Thief included "the Lean"

The Lean would become a near-trademark in Spector's games, and was carried over into Looking Glass' late 1998 masterpiece, "Thief"-- though again, Spector humbly takes but little credit for that title: "I spent a lot of time talking with Doug about his vision of the game and the gameplay. I talked him through some troubles he was having articulating how missions should be documented."  Though he also helped with personnel and scheduling, he adds, "I don't even put it on my resume."

Warren Spector left Looking Glass to join Ion Storm in 1997

When John Romero recruited Spector away from Looking Glass  -- most gamers would certainly agree this was one of Romero's smartest decisions as of late --Spector found himself in the ideal position to implement aspects of all his previous games, and the theories he's developed behind them, into "Deus Ex".  Primary to its design is his attempt to fully divorce computer role playing from its dice-and-paper analog:  "To my mind, if we CAN craft a believable physics simulation that lets players manipulate objects in direct believable ways, why would we ever want to introduce die rolls to determine the outcome of such object manipulation?  I tend to get a little doctrinaire about this, going from capability to obligation (i.e., if we CAN do something we MUST do it) but that's just me."

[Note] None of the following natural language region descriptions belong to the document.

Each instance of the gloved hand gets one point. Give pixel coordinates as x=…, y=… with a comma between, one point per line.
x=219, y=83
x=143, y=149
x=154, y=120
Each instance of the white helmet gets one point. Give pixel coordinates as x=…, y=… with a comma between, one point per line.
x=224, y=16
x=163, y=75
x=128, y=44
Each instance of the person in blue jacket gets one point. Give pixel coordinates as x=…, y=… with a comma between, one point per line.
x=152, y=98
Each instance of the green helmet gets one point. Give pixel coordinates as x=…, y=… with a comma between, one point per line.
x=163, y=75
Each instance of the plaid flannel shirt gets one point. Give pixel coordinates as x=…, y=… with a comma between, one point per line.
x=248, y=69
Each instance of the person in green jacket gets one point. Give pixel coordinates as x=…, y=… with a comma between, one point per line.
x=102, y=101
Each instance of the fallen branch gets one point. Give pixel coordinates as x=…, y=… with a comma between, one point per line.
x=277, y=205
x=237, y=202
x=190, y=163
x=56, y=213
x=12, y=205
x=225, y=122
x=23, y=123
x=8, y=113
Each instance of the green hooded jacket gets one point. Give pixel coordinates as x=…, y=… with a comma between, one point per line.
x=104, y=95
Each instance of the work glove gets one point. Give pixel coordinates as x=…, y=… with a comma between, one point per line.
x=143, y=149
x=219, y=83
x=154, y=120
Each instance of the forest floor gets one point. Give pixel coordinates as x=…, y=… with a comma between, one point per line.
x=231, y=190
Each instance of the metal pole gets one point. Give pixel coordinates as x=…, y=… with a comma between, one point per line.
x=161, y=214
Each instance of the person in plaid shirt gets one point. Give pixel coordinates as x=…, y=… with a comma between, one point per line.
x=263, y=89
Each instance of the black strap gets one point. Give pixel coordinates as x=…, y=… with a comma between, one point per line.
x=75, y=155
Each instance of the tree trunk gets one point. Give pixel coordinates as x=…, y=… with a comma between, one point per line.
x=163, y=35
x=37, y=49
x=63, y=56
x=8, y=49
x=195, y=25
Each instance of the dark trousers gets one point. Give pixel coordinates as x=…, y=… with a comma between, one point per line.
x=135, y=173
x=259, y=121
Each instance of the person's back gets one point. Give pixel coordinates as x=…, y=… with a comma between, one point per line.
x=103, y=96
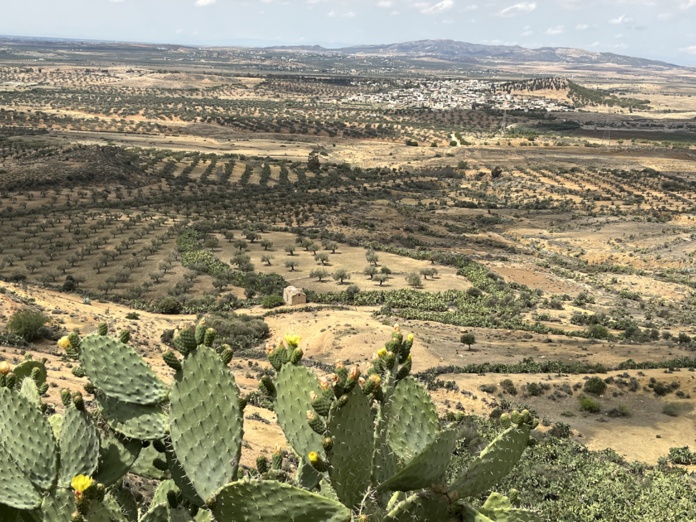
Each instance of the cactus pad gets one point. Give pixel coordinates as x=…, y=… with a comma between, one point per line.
x=30, y=391
x=27, y=434
x=420, y=508
x=269, y=501
x=294, y=386
x=133, y=420
x=412, y=422
x=15, y=489
x=79, y=446
x=117, y=370
x=115, y=458
x=206, y=422
x=425, y=469
x=494, y=462
x=352, y=427
x=59, y=506
x=25, y=368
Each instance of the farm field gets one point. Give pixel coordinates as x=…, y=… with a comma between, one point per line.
x=528, y=251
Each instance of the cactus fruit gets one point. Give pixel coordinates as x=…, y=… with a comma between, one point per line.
x=296, y=356
x=200, y=331
x=209, y=337
x=78, y=401
x=277, y=459
x=267, y=387
x=321, y=403
x=226, y=355
x=261, y=464
x=185, y=339
x=316, y=423
x=66, y=397
x=317, y=462
x=172, y=360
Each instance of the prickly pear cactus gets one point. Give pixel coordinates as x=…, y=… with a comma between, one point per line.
x=206, y=421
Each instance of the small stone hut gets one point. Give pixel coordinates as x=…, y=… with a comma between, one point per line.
x=293, y=295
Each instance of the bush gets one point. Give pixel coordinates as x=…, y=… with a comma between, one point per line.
x=672, y=409
x=169, y=306
x=508, y=386
x=595, y=386
x=590, y=405
x=561, y=430
x=27, y=324
x=683, y=456
x=272, y=301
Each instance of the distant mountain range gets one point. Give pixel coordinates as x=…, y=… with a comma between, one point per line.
x=453, y=51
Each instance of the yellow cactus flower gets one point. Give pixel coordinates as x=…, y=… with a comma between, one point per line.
x=292, y=340
x=81, y=483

Along those lines, the world of "Deus Ex" is relentlessly immersive:  most objects are movable, usable, destroyable.  Rather than leaving success or failure to an arbitrary skill roll, or a computerized game master artificially pushing the story (and you) along, the Spector team has worked hard to give the player an enormous wealth of methods by which to accomplish a given task.


"I just want to ask 'em to name a game that has MORE stuff you can play with."
- Warren Spector on reviews that say the Deus Ex world seems empty

"It's funny," muses Spector. "Some folks who've played the demo and some press guys who've played the full version of the game are saying some of our maps seem a little empty. I just want to ask 'em to name a game that has MORE stuff you can play with, more ways to get past every obstacle!"  By doing that, Spector suspects that they're just realizing how little interaction there is in most FPSs, beyond the usual intercourse of full-scale carnage, and the flushing toilets from "Duke Nukem 3D".  "It's almost as if we gave people so many more options than they're used to, a taste of the kind of freedom to explore and interact they crave, that they can see for the first time what they've been missing."